Red Threads

Southern France, June 1943

The war pressed on. The faces changed, the dead never stopped arriving, and the headlines from home grew stranger by the week. Maxwell fought through the rubble of Marseille by day and paced in silence by night, those clippings tucked into a worn leather satchel he kept by his side like scripture.

The soldiers had begun calling the vigilante "The Red Thread." Rumors said he never left a scene without a single red thread tied around something — a lamp post, a body, a church bell. It became a calling card. A warning. A myth.

But Maxwell knew better.

It wasn't a warning.

It was a message.

---

Debriefing at Allied HQ

A high-ranking OSS officer debriefed Maxwell in a musty tent lined with maps and cigarette smoke. He was blunt.

"There's been chatter out of New York. Someone's cleaning house in ways we can't publicly condone. And they're doing it with powers we haven't seen outside of you."

Maxwell's jaw tightened. "Do you know who it is?"
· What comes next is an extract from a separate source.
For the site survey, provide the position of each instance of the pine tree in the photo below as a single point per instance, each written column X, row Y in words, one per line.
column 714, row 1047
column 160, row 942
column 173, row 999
"No official name. But the street knows him as 'Black Zero.' Some of your old colleagues call him Patient Zero."

Maxwell looked up sharply.

"Elijah?"

The officer nodded. "If he ever was Elijah Gray, he's buried that name. We've pieced together fragments—teleportation, inhuman agility, brute strength. Always wears black. Purple trunks. Red side-hung cape. Never speaks. Never smiles."

He handed Maxwell a photo. The image was clear now. No grain. No blur.

Elijah Gray. Hardened. Lean. Unforgiving. Wearing the black mask with white eyelids. The half-seen jaw. The rage behind the eyes.

"He's alive," Maxwell whispered.

"And angry," the officer said. "He's not your friend anymore."

---

Field Hospital, Near Lyon

Maxwell sat with a wounded infantryman who had lost both legs. They talked for hours. Not about war. Not about loss. But about books. About what the man wanted to write if he survived. A western.

"You think people'll want stories when this is all over?" the man asked.

"I think stories are all we'll have left," Maxwell replied.

"Then promise me one thing."

"What's that?"

"Don't let Black Zero make people think power has to come from fear."

Maxwell nodded.

"I won't."

---

The Decision

That night, Maxwell walked alone through the rain-soaked ruins. He took out the photo of Elijah—of Black Zero. Held it to his chest. And for the first time in years, he prayed.

Not for victory. Not for peace.

But for clarity.

If Elijah had become the shadow, then maybe it was time for him to step fully into the light.